The aforementioned "circumstances" include the investigation of Bootstrap's performance for the Normal, LogNormal, Gamma, Negative Binomial and Poisson distributions, for sample sizes of 5, 20 and 50. Furthermore, let me add that anything I am explaining further to this sentence, corresponds only for the non-parametric Bootstrap process (as this is where my "problem" is situated), and if not I mention it. Let's take the case where we are testing the coverage for the Gamma distribution in order to simplify the comprehension of the process. The original samples (initial samples from which the Bootstrap samples are drawn/created) are drawn from a Gamma distribution with a and b parameters defined by myself, therefore we know the population mean. This is accomplished through the use of the inverse Gamma Excel function, with inserted values the respective demanded indices being a, b and RAND() function for the probability x. Then I just move this numbers to a different column as fixed values through the Offset statement in VBA, so that I can manipulate them afterwards, as indicated at the next sentence. As we are talking about the non-parametric Bootstrap, I am using in a different column, the VLOOKUP function, which with a little modification acts as the Empirical Distribution Function (EDF), upon which the Bootstrap samples are drawn from the original samples.
Let me state at this point, that inside the VLOOKUP function, I am using the RAND() function as well -needed in order to act as the EDF. Therefore, 1000 Bootstrap samples are created of the same size as the original sample (I have produced 1000 bootstrap samples as literature indicated that this is the "default" number for producing accurate confidence intervals). Then, I calculate for each bootstrap sample its mean, and store them in a column. I am specifically interested in assessing the performance of the Percentile bootstrap confidence intervals. Therefore, I am using the PERCENTILE.EXC function for 0.025 and 0.975, on the column where I have the Bootstrap means. So, through that way I have calculated the bootstrap confidence intervals based on the aforementioned percentiles. Then, through a simple IF function, I check whether my initial population mean is captured in the aforementioned intervals or not. The whole aforementioned process, signifies a single Bootstrap iteration. Imagine that I have done this procedure at least 100 times (of course VBA does it for me). Therefore, the percentage of the times that the confidence intervals capture the population mean, divided by 100, or any number of Bootstrap iterations, would give the total coverage percentage, thus the performance of the Bootstrap process.

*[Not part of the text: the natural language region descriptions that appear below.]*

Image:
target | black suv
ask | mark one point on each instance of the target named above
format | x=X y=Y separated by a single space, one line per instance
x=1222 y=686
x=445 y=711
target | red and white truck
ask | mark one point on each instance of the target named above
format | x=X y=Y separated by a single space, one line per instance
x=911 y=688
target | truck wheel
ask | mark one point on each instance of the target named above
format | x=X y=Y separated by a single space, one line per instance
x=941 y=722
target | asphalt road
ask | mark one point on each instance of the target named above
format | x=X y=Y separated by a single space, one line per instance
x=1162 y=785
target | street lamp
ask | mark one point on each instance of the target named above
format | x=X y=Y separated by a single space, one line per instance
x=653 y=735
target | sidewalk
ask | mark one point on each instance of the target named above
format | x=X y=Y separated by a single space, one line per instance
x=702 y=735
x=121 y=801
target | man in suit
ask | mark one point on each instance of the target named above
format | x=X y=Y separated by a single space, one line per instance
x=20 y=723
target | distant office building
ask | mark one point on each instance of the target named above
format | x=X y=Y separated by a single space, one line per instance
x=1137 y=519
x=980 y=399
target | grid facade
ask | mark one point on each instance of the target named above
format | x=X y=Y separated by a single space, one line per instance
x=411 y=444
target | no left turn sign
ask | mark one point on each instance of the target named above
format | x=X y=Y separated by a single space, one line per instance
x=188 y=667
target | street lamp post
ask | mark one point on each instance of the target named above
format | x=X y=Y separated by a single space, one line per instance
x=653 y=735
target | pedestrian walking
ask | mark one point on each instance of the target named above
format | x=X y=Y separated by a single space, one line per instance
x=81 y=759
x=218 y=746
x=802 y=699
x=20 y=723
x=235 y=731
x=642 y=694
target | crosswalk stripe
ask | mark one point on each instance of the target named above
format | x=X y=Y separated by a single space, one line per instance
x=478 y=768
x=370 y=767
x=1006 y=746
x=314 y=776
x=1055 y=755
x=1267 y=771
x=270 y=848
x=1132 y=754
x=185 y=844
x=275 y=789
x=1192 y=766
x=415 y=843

Now let's get to the essence of the post. As far as I have understood, the greater the sample size, the better the coverage should be, therefore, for the 50 sample size case, even if I would not get a 95% coverage, I should at least have a better coverage than the 5 and 20 sample size. Well, this is not happening. Indicatively for the Gamma case, the 5 sample size has a coverage percentage approximately 65%, the 20 sample size 75%, and then the 50 sample size 55%. The weird part is that this pattern is actually the same in every other distribution that I examine, not only in the Gamma. Let me mention at this point that the parametric bootstraps performed indicated the expected coverage results, agreeing with the theory, the greater the sample size, the better the coverage. For the non-parametric results though, this pattern contradicts to the theory, or at least from what I have read. I am confident that my VBA script and spreadsheet functions are correct. Well, the fact that the parametric results are correct implies that my models (spreadsheet function and VBA scripts) are correct -as they are all quite similar, with the only thing changing being the use of EDF at the non-para case and estimation of the parameters of the population distribution, in order to create an estimate distribution for parametric. Therefore my initial thoughts that some of the Excel functions that I am using (RAND(), VLOOKUP, PERCENTILE.EXC) are somehow altering in a way my results is kind of negated according to the previous sentence. However, I have read that the RAND() function can generate the same values after a great number of generated numbers, and to be honest the non-parametric case is using almost two times more the RAND() function. Still though this is not persuading me, the discrepancy of the 55% coverage in the 50 sample size case from the 95% which should be, is too big to be justified from the RAND()'s recurring values.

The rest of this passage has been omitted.